The structured products market in Malaysia is facing increased competition from fixed deposits as a result of the introduction of the higher liquidity coverage ratio (LCR) requirements, as stipulated by the new Basel III regime, with banks having to raise gradually their LCR from 60% in June 2015 to 100% by January 2019.
Banks are fairly comfortable now with LCR compliance at the current 60%, said Chu Kok Wei, group head for treasury and markets at CIMB Group. “Having to increase towards 100% by 2018 will continue to put upward pressure on deposit rates, as banks are urged to beef up their deposit base,” said Kok Wei. “This is also the most active segment for structured deposits.
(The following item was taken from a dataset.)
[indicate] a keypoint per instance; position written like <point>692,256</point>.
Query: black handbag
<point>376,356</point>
In short, structured products are facing new competition from fixed deposits, which are getting more attractive in yield.”
The structured products market will retain some activity on the back of the internal valuation framework for liquidity, according to Kok Wei. “For banks who are able to value structured products fully for the long term liquidity nature, the impact could be minimal or even positive, and this also requires consistent regulatory treatment for LCR and net stable funding ratio (NSFR),” he said.
Product issuers have to be alert to changes in regulatory guidelines moving forward, said Kok Wei, “given that even fixed deposits in their current form need to be amended by 2018 to continue to be classified as qualified, term funding”.
The high fixed deposit rate has affected structured products for private banking for most of 2015, given that deposits provide a much better solution in terms of risk and reward, according to Kok Wei. “We foresee institutions that can value liquidity will be able to compete well,” said Kok Wei. “For a lot of regional private banks, if they source their products from investment banks (IBs), they could face a disadvantage as IBs tend to value liquidity closer to ‘interbank’ level, which is much lower than other commercial banks’ valuation of liquidity for banking book.”
Several market players in Malaysia have reduced their issuance of tranche products since the beginning of the first half of 2014, notably HSBC, which used to be an active issuer of tranche products and has not issued a single product to Malaysia’s retail investors this year. The high fixed deposit rate and general poor performance of underlyings have hindered the issuance, said a senior banker at HSBC.